California regulators say Tesla Insurance and State National could soon lose their ability to operate. The Department of Insurance claims both outfits ran unfair claims practices at scale and ignored multiple warnings.
Orders filed accuse them of systemic failures – not sloppy errors, but repeated violations that went on for years.
The agency filed two orders on Oct. 3, one aimed at Tesla Insurance Services, the managing general agent, and another at State National plus Tesla Insurance Co.
A hearing date lands within 30 days. The companies get 15 days to answer.
If they fail, Commissioner Ricardo Lara may suspend certificates of authority for up to a year and fine them – $5,000 for each inadvertent offense, $10,000 for each willful act. According to our analysts, the math could run into the tens of mn.
CDI investigators point to a surge in complaints around Tesla’s personal auto policies that started in August 2022. Policyholders reported trouble filing, getting updates, or closing out claims.
By the regulator’s count, State National racked up 2,568 separate violations from Jan. 2022 through Sept. 2025. The majority stemmed from missed 15-day response deadlines.
On top of that: 166 failures to issue 30-day written claim updates, 161 lapses in setting standards for processing, 153 botched investigations, plus dozens of other gaps.

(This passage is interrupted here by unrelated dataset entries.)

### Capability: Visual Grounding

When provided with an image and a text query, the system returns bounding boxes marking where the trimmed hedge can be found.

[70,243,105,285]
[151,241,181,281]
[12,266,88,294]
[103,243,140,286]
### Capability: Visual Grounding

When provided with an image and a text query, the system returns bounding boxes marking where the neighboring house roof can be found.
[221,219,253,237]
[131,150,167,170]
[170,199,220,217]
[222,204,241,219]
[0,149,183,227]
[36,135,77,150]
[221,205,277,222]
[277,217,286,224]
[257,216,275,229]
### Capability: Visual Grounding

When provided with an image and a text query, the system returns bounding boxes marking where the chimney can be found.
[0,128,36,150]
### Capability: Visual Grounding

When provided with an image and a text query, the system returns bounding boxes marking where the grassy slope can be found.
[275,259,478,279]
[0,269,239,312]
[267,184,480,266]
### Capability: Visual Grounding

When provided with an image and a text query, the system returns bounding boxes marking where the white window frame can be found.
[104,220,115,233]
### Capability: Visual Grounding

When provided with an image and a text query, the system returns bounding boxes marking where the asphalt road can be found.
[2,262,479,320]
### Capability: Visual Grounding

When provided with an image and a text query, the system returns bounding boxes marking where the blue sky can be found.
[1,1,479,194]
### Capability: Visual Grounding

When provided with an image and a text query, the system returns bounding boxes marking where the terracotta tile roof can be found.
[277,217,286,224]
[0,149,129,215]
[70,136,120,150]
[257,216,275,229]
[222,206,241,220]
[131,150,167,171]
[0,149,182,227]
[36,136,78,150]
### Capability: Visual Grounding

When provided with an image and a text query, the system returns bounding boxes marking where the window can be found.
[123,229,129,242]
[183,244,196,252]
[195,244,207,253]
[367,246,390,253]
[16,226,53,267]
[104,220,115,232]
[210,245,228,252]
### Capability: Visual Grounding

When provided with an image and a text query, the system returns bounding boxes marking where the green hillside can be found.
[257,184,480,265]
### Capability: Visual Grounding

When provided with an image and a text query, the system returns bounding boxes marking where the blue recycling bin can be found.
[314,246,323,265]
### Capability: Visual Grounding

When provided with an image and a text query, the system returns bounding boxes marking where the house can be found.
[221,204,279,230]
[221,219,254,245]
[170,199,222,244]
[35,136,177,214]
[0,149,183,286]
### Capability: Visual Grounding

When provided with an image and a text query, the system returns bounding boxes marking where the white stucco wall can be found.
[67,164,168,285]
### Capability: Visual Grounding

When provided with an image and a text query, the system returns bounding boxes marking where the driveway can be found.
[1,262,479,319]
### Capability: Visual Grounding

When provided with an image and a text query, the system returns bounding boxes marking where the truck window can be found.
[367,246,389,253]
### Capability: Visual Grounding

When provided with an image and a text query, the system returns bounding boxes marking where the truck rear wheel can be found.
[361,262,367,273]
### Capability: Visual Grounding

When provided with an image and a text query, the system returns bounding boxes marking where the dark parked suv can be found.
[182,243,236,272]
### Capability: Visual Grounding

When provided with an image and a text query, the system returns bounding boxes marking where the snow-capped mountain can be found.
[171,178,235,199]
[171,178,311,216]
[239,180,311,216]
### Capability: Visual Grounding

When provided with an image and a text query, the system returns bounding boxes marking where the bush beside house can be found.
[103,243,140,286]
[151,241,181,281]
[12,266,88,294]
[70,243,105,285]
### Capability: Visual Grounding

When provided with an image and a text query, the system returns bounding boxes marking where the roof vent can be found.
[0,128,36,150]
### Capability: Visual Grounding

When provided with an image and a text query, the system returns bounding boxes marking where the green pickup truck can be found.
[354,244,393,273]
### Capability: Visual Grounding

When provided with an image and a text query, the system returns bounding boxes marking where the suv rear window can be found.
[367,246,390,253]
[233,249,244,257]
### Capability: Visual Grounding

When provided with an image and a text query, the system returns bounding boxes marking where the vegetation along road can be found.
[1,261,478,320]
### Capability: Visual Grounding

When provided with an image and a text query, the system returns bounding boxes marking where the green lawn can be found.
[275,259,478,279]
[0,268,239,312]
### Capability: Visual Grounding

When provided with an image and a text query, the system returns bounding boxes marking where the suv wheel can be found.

Tesla Insurance Services didn’t escape either. Regulators said the company rotated through three heads of claims between April 2023 and May 2025.
For several months in late 2022 and early 2023, it had none at all. That vacuum, according to CDI notices, left adjusters without proper training, authority, or oversight.
Even after Tesla installed a new head of claims in Q2 2023, complaints spiked again the following year.
The language in the orders is sharp. Regulators said policyholders faced egregious delays at every stage – initial reporting, updates, settlement.
Some customers carried third-party liability exposure, others ate out-of-pocket costs. CDI also said the insurers neglected to tell policyholders that denied claims could be reviewed by the department.
“In 2025, Tesla companies already had more justified complaints and more violations than the three previous years combined,” the department wrote. They noted Tesla Insurance Services promised fixes, but the numbers kept climbing.
Regulators argue the practices caused financial harm and emotional stress. The CDI wants the companies stopped from repeating what it describes as willful unfair conduct.
Tesla Insurance and State National didn’t respond to requests for comment.